Models of the process suggested sustained that fission reactions took place over a period of about a million years. The age estimates from cores in the reactor zones suggest a time frame between 1.7 and 1.9 billion years ago. It is presumed that ground water seeping through the ore served as a natural moderator to slow down the fission neutrons. The reason that this natural reactor could run on light water is that natural uranium two billion years ago had a higher proportion of U-235 than it does today. In fact, doing the calculations, the percentage of U-235 was about 3% - essentially meaning that it was equivalent to low-enriched reactor-grade uranium used today.
One of the interesting observations was that the bulk of the fission products seemed to be still in place in their geologic depository after nearly 2 billion years. This could be taken as a suggestion that geologic storage of radioactive waste is feasible.
Uranium forensics - where did it come from?
Surprisingly, there is sometimes a way to tell where a particular lot of uranium ore came from, even when it has been through several processing steps.
As well as the isotopes of uranium that are important for power generation (U-235 and U-238), uranium ore contains trace amounts of a lighter isotope U-234. The concentration of U-34 in a natural deposit is dependent on many factors.
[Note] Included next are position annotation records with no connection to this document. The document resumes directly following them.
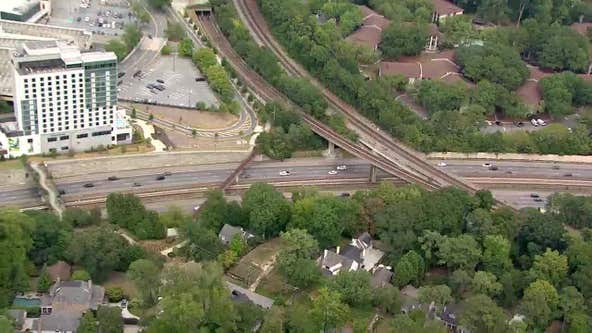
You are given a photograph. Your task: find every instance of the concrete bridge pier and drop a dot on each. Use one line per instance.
(372, 177)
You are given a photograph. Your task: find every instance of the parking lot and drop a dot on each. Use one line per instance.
(172, 81)
(102, 17)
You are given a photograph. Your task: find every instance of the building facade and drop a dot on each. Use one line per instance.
(64, 100)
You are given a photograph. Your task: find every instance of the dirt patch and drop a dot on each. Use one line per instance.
(118, 279)
(192, 118)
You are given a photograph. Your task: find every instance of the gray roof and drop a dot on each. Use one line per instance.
(57, 321)
(81, 293)
(239, 294)
(381, 277)
(352, 252)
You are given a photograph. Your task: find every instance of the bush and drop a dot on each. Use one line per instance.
(81, 275)
(114, 294)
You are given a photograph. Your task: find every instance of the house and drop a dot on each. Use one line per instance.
(65, 304)
(228, 232)
(60, 271)
(240, 294)
(19, 317)
(360, 253)
(369, 34)
(381, 276)
(444, 9)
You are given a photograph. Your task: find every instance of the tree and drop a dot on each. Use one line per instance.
(146, 277)
(539, 303)
(326, 218)
(485, 283)
(109, 318)
(175, 31)
(403, 39)
(550, 266)
(496, 63)
(410, 269)
(100, 251)
(267, 209)
(194, 298)
(459, 252)
(327, 311)
(295, 260)
(78, 217)
(44, 281)
(81, 275)
(118, 47)
(439, 294)
(354, 287)
(88, 323)
(205, 58)
(496, 254)
(15, 241)
(481, 314)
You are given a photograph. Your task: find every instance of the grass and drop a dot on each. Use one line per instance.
(11, 164)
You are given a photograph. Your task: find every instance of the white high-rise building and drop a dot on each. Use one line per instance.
(64, 100)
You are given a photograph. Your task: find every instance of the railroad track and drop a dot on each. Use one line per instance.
(411, 160)
(269, 93)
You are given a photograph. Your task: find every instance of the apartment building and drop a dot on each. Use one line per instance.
(64, 100)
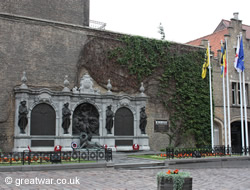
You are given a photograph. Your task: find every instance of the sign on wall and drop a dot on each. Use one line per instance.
(161, 126)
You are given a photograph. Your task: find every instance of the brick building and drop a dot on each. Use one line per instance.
(230, 30)
(49, 40)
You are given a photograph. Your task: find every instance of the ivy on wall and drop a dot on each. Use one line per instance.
(181, 89)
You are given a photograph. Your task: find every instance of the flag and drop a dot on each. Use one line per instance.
(206, 64)
(240, 63)
(223, 59)
(237, 53)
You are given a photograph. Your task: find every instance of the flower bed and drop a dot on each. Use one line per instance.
(174, 180)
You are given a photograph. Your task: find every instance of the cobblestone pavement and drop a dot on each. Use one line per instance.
(111, 179)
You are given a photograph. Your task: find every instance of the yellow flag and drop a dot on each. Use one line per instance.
(205, 65)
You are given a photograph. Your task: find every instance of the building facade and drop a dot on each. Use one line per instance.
(49, 40)
(234, 133)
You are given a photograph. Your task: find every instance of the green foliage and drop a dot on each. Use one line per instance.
(178, 179)
(181, 89)
(140, 55)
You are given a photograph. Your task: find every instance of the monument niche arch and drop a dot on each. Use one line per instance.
(43, 120)
(124, 122)
(85, 119)
(88, 113)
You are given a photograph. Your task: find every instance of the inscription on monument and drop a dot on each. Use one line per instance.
(161, 126)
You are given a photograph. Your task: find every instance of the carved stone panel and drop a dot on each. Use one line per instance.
(43, 120)
(86, 119)
(124, 122)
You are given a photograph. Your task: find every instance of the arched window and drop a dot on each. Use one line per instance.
(43, 120)
(124, 122)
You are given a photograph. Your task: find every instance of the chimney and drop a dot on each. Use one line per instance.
(236, 16)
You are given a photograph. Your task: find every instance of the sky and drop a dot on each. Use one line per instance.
(182, 20)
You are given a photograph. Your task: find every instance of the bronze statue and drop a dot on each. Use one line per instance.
(66, 118)
(22, 118)
(143, 120)
(109, 119)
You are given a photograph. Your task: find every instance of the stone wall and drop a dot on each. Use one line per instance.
(68, 11)
(48, 51)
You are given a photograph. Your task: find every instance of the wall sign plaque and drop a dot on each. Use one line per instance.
(161, 126)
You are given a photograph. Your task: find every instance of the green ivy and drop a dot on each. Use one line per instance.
(181, 90)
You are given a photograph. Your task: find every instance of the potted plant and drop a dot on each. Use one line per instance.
(174, 180)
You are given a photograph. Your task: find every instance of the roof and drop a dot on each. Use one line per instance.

The age of the rock, amount of ground water, water permeability of rocks, and assorted geological factors all play a part in altering this concentration.
Ores from different locations therefore tend to have different 'fingerprints' of U-234 composition. The world average is about 54 parts per million (ppm) and the range is between 48 and 62 ppm.
Because U-234 is not very different in mass to U-235, it tends to come through the enrichment process with the U-235, and does so in a predictable way.
Unfortunately, this is not a fool-proof process. Given two samples of natural Uranium from different sources, combining them will produce a sample with a U-234 concentration that is somewhere between the two. For example, combining equal amounts of uranium with 50 and 60 ppm of U-234 respectively will produce a sample with a concentration of 55 ppm.
Of course, you need at least two sources of uranium to hide the origin like that, making it harder to do if you are trying to be covert about your procurement activities.